Parallelization in R

Resources for scaling out your code
code
R
HPC
Author

Lisa

Published

December 8, 2023

For compute heavy and long running jobs, HPC can come to the rescue!

As a user remember though:

Expectations

Pros

  • CAN speed up otherwise long running tasks
  • CAN optimize and more efficiently use resources

Cons

  • CAN hog computing resources delay other scheduled jobs/access requests
  • CAN prevent others from getting work done (all requested resources are guaranteed and exclusively used by you)
  • CAN mask bad code design choices
  • CAN act as a denial-of-service attack to other systems

Getting started

Read:

When sessions are crashing

It would help to see the following outputs run from your Linux server when you experience the issue:

top
free -h 

Also, share a copy of your /etc/rstudio/profiles file for review for any inconsistencies.

Things to watch out for

  • Some parts of your code are going to be slow, no matter how many cores! - Roger / Amdahl’s Law
  • Profile your code in order to understand base performance with profvis
  • Unless built-in, often parallelization means subtasks where logs need to be manually captured and passed back (for troubleshooting if things go wrong)
  • Overhead / house keeping costs - Additional resources and time are needed to manage the parallel execution of a task. ie. coordinating communication between different processing units, syncing access to shared resources, managing the distribution of data, etc.

Making code faster

  • Make the code better: Assess performance and find bottlenecks
  • Make the machine better: Add more cores / machines

Terminology

  • Thread: An execution context
  • Process: The resources associated with a computation
  • Core: Independent CPU’s (often discussed as “number of cores”)
  • Socket: The interface between the CPU and the motherboard (for example with two sockets and 8 cores in each socket there are a total of 16 physical cores on the server)
  • CPU: Central Processing Unit

Use lscpu or cat /proc/cpuinfo to get your CPU architecture details

Reference: https://www.golinuxcloud.com/processors-cpu-core-threads-explained/

Improve performance by profiling your code

profvis

library(profvis)
library(ggplot2)
library(shiny)
#library(deSolve)

# Simple example
profvis({
  data(diamonds, package = "ggplot2")
  
  plot(price ~ carat, data = diamonds)
  m <- lm(price ~ carat, data = diamonds)
  abline(m, col = "red")
})

More complex example:

profvis({
  # generate a dataset
  data(diamonds, package = "ggplot2")
  
  # save it 
  write.csv(diamonds, "diamonds.csv")
  
  # load it
  csv_diamonds <- read.csv("diamonds.csv")
  
  # summarize
  summary(diamonds)
  
  # plot it  
  plot(price ~ carat, data = csv_diamonds)
  m <- lm(price ~ carat, data = csv_diamonds)
  abline(m, col = "red")
  
  #create histogram of values for price
  ggplot(data=csv_diamonds, aes(x=price)) +
    geom_histogram(fill="steelblue", color="black") +
    ggtitle("Histogram of Price Values")
  
  #create scatterplot of carat vs. price, using cut as color variable
  ggplot(data=diamonds, aes(x=carat, y=price, color=cut)) + 
    geom_point()
  
  #create scatterplot of carat vs. price, using cut as color variable
  ggplot(data=diamonds, aes(x=carat, y=price, color=cut)) + 
    geom_point()
  
  # Examples from: https://www.statology.org/diamonds-dataset-r/#:~:text=The%20diamonds%20dataset%20is%20a,the%20diamonds%20dataset%20in%20R. 
})

Shiny app example:


#profvis({runApp()})

#profvis({runApp(appDir = "./test_profvis/")})
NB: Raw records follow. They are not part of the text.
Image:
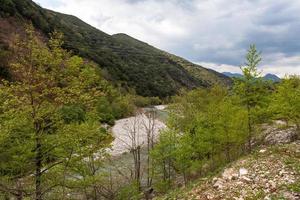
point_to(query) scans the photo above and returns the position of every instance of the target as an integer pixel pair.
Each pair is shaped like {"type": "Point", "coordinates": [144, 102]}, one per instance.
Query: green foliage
{"type": "Point", "coordinates": [126, 60]}
{"type": "Point", "coordinates": [286, 101]}
{"type": "Point", "coordinates": [130, 192]}
{"type": "Point", "coordinates": [253, 91]}
{"type": "Point", "coordinates": [49, 124]}
{"type": "Point", "coordinates": [205, 132]}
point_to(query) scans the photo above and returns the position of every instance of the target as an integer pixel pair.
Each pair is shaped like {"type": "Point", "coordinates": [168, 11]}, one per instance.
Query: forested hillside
{"type": "Point", "coordinates": [124, 60]}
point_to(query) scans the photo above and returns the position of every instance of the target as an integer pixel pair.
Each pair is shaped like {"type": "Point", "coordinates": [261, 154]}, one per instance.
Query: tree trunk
{"type": "Point", "coordinates": [38, 167]}
{"type": "Point", "coordinates": [249, 129]}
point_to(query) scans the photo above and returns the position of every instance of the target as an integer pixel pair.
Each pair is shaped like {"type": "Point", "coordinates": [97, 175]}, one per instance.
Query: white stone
{"type": "Point", "coordinates": [262, 151]}
{"type": "Point", "coordinates": [243, 172]}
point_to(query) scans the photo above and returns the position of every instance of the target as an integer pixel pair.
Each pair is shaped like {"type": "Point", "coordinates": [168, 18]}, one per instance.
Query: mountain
{"type": "Point", "coordinates": [269, 77]}
{"type": "Point", "coordinates": [123, 59]}
{"type": "Point", "coordinates": [272, 77]}
{"type": "Point", "coordinates": [232, 75]}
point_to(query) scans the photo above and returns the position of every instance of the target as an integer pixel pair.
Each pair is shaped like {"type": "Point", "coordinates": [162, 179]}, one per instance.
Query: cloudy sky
{"type": "Point", "coordinates": [213, 33]}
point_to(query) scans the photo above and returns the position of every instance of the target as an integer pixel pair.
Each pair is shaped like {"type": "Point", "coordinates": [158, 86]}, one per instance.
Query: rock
{"type": "Point", "coordinates": [218, 184]}
{"type": "Point", "coordinates": [262, 151]}
{"type": "Point", "coordinates": [243, 172]}
{"type": "Point", "coordinates": [267, 197]}
{"type": "Point", "coordinates": [245, 179]}
{"type": "Point", "coordinates": [230, 174]}
{"type": "Point", "coordinates": [280, 136]}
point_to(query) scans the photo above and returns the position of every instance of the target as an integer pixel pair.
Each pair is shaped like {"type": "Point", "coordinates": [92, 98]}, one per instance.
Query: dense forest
{"type": "Point", "coordinates": [71, 94]}
{"type": "Point", "coordinates": [123, 59]}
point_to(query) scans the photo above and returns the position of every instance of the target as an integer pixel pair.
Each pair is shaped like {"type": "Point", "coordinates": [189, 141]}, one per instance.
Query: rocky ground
{"type": "Point", "coordinates": [271, 172]}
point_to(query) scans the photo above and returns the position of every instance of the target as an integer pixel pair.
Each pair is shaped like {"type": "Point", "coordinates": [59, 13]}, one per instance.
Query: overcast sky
{"type": "Point", "coordinates": [213, 33]}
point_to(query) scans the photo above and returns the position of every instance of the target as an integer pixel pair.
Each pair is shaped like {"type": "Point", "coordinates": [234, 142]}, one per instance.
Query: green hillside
{"type": "Point", "coordinates": [124, 60]}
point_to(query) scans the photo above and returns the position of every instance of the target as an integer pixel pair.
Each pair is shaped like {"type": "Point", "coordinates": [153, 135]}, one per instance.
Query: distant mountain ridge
{"type": "Point", "coordinates": [271, 77]}
{"type": "Point", "coordinates": [124, 60]}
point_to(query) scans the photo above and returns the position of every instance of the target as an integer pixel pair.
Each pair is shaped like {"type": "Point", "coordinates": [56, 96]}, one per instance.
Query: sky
{"type": "Point", "coordinates": [213, 33]}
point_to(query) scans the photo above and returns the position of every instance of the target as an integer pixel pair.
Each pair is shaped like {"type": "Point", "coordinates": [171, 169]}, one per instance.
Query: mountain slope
{"type": "Point", "coordinates": [124, 60]}
{"type": "Point", "coordinates": [268, 77]}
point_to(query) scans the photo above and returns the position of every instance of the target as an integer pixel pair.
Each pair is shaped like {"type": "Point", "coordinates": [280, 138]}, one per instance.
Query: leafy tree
{"type": "Point", "coordinates": [252, 90]}
{"type": "Point", "coordinates": [286, 101]}
{"type": "Point", "coordinates": [48, 115]}
{"type": "Point", "coordinates": [205, 131]}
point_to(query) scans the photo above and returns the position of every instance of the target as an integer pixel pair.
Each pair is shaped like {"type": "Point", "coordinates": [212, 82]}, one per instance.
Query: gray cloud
{"type": "Point", "coordinates": [216, 33]}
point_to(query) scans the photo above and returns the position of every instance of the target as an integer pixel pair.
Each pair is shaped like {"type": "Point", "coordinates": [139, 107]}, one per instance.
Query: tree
{"type": "Point", "coordinates": [252, 90]}
{"type": "Point", "coordinates": [286, 101]}
{"type": "Point", "coordinates": [51, 99]}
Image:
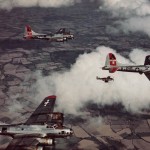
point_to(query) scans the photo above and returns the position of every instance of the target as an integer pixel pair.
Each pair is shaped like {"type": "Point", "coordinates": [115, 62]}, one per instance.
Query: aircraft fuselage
{"type": "Point", "coordinates": [139, 69]}
{"type": "Point", "coordinates": [35, 131]}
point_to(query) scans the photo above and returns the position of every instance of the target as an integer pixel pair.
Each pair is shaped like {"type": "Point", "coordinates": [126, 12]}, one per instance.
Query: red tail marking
{"type": "Point", "coordinates": [28, 28]}
{"type": "Point", "coordinates": [112, 59]}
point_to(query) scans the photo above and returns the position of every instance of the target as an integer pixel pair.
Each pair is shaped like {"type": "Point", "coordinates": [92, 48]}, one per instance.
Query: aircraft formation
{"type": "Point", "coordinates": [44, 125]}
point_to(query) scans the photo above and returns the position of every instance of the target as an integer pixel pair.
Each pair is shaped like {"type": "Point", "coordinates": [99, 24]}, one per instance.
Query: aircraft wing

profvis({runApp(appDir = ".")})

Other packages

  • bench
  • microbenchmark

Taking advantage of compute resources with parallelization in R

Taking advantage of native parallelization

Use packages like data.table that implement parallelism natively

library(data.table)

getDTthreads()
DT = as.data.table(iris)
DT[Petal.Width > 1.0, mean(Petal.Length), by = Species]
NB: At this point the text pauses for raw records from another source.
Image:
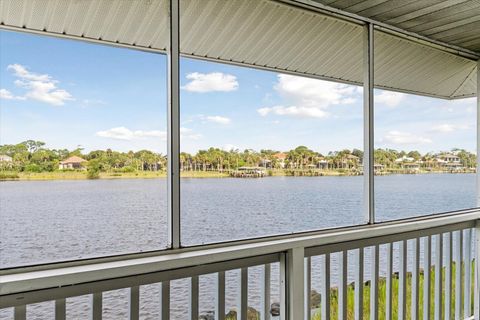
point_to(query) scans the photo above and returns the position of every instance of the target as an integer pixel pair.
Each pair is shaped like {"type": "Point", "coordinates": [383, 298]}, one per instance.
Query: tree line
{"type": "Point", "coordinates": [34, 156]}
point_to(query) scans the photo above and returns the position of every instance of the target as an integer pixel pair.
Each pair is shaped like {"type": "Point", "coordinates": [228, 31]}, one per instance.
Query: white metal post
{"type": "Point", "coordinates": [173, 168]}
{"type": "Point", "coordinates": [477, 272]}
{"type": "Point", "coordinates": [292, 289]}
{"type": "Point", "coordinates": [368, 125]}
{"type": "Point", "coordinates": [477, 229]}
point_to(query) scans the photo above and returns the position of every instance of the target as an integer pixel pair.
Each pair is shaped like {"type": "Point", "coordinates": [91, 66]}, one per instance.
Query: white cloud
{"type": "Point", "coordinates": [389, 98]}
{"type": "Point", "coordinates": [7, 95]}
{"type": "Point", "coordinates": [302, 112]}
{"type": "Point", "coordinates": [447, 128]}
{"type": "Point", "coordinates": [229, 147]}
{"type": "Point", "coordinates": [444, 128]}
{"type": "Point", "coordinates": [122, 133]}
{"type": "Point", "coordinates": [40, 87]}
{"type": "Point", "coordinates": [208, 82]}
{"type": "Point", "coordinates": [218, 119]}
{"type": "Point", "coordinates": [186, 133]}
{"type": "Point", "coordinates": [309, 98]}
{"type": "Point", "coordinates": [404, 138]}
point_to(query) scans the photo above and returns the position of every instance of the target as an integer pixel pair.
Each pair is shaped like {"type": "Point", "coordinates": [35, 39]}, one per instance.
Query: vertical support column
{"type": "Point", "coordinates": [368, 125]}
{"type": "Point", "coordinates": [173, 153]}
{"type": "Point", "coordinates": [477, 265]}
{"type": "Point", "coordinates": [308, 288]}
{"type": "Point", "coordinates": [438, 277]}
{"type": "Point", "coordinates": [134, 303]}
{"type": "Point", "coordinates": [427, 259]}
{"type": "Point", "coordinates": [477, 228]}
{"type": "Point", "coordinates": [243, 295]}
{"type": "Point", "coordinates": [20, 313]}
{"type": "Point", "coordinates": [97, 309]}
{"type": "Point", "coordinates": [358, 304]}
{"type": "Point", "coordinates": [60, 309]}
{"type": "Point", "coordinates": [415, 284]}
{"type": "Point", "coordinates": [342, 285]}
{"type": "Point", "coordinates": [220, 298]}
{"type": "Point", "coordinates": [292, 284]}
{"type": "Point", "coordinates": [388, 283]}
{"type": "Point", "coordinates": [478, 134]}
{"type": "Point", "coordinates": [265, 296]}
{"type": "Point", "coordinates": [194, 291]}
{"type": "Point", "coordinates": [402, 279]}
{"type": "Point", "coordinates": [374, 265]}
{"type": "Point", "coordinates": [165, 300]}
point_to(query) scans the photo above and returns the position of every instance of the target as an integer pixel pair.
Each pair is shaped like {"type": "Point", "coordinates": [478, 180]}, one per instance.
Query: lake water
{"type": "Point", "coordinates": [44, 221]}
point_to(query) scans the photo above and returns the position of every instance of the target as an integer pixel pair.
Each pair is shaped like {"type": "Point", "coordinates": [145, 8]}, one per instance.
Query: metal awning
{"type": "Point", "coordinates": [264, 34]}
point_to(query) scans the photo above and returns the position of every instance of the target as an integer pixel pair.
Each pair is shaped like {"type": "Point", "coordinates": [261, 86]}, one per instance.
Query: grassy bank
{"type": "Point", "coordinates": [81, 175]}
{"type": "Point", "coordinates": [382, 299]}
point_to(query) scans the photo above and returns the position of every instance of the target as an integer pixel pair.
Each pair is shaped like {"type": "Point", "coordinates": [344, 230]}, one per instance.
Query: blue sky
{"type": "Point", "coordinates": [68, 94]}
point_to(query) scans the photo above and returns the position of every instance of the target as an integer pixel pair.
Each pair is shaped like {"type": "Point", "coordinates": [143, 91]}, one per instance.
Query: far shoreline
{"type": "Point", "coordinates": [82, 175]}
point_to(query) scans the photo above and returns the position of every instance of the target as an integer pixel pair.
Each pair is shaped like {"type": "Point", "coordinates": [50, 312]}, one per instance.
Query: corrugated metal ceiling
{"type": "Point", "coordinates": [455, 22]}
{"type": "Point", "coordinates": [261, 33]}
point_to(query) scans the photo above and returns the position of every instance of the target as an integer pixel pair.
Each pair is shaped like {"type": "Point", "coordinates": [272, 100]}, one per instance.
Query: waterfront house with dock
{"type": "Point", "coordinates": [73, 162]}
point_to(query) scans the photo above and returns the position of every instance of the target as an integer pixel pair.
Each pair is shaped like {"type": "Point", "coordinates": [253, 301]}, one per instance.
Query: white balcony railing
{"type": "Point", "coordinates": [411, 269]}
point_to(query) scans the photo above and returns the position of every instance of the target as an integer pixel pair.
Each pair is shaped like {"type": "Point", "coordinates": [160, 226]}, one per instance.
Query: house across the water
{"type": "Point", "coordinates": [73, 162]}
{"type": "Point", "coordinates": [5, 158]}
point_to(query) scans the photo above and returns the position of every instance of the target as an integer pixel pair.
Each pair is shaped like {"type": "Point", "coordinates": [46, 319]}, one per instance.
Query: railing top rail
{"type": "Point", "coordinates": [185, 258]}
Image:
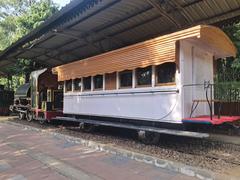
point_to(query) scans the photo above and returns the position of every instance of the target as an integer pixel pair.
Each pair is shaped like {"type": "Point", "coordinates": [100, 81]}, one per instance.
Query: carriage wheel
{"type": "Point", "coordinates": [148, 137]}
{"type": "Point", "coordinates": [30, 116]}
{"type": "Point", "coordinates": [21, 116]}
{"type": "Point", "coordinates": [42, 121]}
{"type": "Point", "coordinates": [87, 127]}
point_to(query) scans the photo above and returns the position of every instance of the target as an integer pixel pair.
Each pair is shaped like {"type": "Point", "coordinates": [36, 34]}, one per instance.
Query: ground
{"type": "Point", "coordinates": [26, 154]}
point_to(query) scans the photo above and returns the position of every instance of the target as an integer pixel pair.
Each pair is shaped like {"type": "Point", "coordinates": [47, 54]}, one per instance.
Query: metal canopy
{"type": "Point", "coordinates": [22, 91]}
{"type": "Point", "coordinates": [89, 27]}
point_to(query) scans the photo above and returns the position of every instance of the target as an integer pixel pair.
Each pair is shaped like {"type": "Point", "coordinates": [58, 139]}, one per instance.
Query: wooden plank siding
{"type": "Point", "coordinates": [152, 52]}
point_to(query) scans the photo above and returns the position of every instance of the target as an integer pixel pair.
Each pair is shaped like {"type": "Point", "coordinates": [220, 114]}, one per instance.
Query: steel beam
{"type": "Point", "coordinates": [163, 13]}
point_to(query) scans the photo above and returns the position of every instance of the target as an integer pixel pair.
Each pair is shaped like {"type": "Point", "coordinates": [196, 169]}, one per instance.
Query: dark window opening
{"type": "Point", "coordinates": [68, 85]}
{"type": "Point", "coordinates": [144, 76]}
{"type": "Point", "coordinates": [87, 83]}
{"type": "Point", "coordinates": [165, 73]}
{"type": "Point", "coordinates": [110, 81]}
{"type": "Point", "coordinates": [77, 84]}
{"type": "Point", "coordinates": [98, 82]}
{"type": "Point", "coordinates": [125, 78]}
Explicitly programming parallelization

Read more: https://towardsdatascience.com/getting-started-with-parallel-programming-in-r-d5f801d43745

futureverse

Read more: https://www.futureverse.org/

library(future)
plan(multisession)

## Evaluate an R expression sequentially
y <- slow_fcn(X[1])

## Evaluate it in parallel in the background
f <- future(slow_fcn(X[1]))
y <- value(f)

## future.apply: futurized version of base R apply
library(future.apply)
y <-        lapply(X, slow_fcn)
y <- future_lapply(X, slow_fcn)

## furrr: futurized version of purrr
library(furrr)
y <- X |>        map(slow_fcn)
y <- X |> future_map(slow_fcn)

## foreach: futurized version (modern)
library(foreach)
y <- foreach(x = X) %do%       slow_fcn(x)
y <- foreach(x = X) %dofuture% slow_fcn(x)
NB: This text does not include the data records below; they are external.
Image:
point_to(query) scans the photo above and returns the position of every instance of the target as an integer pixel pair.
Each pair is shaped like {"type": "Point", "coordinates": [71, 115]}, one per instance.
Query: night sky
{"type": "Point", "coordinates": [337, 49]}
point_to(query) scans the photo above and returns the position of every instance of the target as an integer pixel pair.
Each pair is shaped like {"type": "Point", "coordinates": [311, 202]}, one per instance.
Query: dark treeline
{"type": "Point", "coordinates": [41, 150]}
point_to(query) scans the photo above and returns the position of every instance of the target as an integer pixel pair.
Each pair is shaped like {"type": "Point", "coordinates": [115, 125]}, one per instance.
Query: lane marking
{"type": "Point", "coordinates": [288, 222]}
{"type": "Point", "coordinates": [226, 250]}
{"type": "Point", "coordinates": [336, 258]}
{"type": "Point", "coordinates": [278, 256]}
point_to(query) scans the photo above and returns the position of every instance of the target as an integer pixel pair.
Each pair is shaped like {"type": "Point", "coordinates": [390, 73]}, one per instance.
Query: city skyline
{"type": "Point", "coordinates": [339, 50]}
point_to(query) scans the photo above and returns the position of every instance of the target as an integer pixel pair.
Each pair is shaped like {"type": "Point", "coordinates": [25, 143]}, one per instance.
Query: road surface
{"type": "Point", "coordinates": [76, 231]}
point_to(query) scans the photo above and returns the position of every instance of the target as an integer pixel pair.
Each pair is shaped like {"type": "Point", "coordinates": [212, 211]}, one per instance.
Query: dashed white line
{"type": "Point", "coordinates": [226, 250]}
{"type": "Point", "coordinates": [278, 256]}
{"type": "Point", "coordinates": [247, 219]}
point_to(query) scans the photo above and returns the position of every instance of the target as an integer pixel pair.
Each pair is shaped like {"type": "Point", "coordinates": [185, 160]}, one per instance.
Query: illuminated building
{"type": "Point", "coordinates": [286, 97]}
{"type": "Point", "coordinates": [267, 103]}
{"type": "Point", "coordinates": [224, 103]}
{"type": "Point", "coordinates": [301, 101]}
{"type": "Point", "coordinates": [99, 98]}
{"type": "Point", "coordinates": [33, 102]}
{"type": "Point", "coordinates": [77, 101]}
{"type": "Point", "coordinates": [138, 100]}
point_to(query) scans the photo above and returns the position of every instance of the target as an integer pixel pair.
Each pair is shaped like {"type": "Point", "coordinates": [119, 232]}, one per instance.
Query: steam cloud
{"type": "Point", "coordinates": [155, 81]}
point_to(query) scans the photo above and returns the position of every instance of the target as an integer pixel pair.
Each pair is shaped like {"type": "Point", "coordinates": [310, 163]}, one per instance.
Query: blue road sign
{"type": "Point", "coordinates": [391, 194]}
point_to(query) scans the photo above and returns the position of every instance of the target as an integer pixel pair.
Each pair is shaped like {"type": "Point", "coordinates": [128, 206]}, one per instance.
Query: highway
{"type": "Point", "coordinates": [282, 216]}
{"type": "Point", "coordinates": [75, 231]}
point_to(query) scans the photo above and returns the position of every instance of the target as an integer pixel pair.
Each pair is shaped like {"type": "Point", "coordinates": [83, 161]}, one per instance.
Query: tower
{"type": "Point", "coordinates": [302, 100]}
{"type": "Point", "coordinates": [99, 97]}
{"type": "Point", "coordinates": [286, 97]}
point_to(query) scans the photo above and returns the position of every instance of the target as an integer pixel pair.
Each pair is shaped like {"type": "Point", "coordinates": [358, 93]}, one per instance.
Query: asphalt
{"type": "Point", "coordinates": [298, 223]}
## foreach: futurized version (traditional)
library(foreach)
doFuture::registerDoFuture()
y <- foreach(x = X) %do%    slow_fcn(x)
y <- foreach(x = X) %dopar% slow_fcn(x)

parallel

Example from: https://towardsdatascience.com/getting-started-with-parallel-programming-in-r-d5f801d43745

library(parallel)

# Generate data
data <- 1:1e9
data_list <- list("1" = data,
                  "2" = data,
                  "3" = data,
                  "4" = data)

# Single core
time = Sys.time()

time_benchmark <- system.time(
  lapply(data_list, mean)
)
single_core_time = difftime(Sys.time(), time)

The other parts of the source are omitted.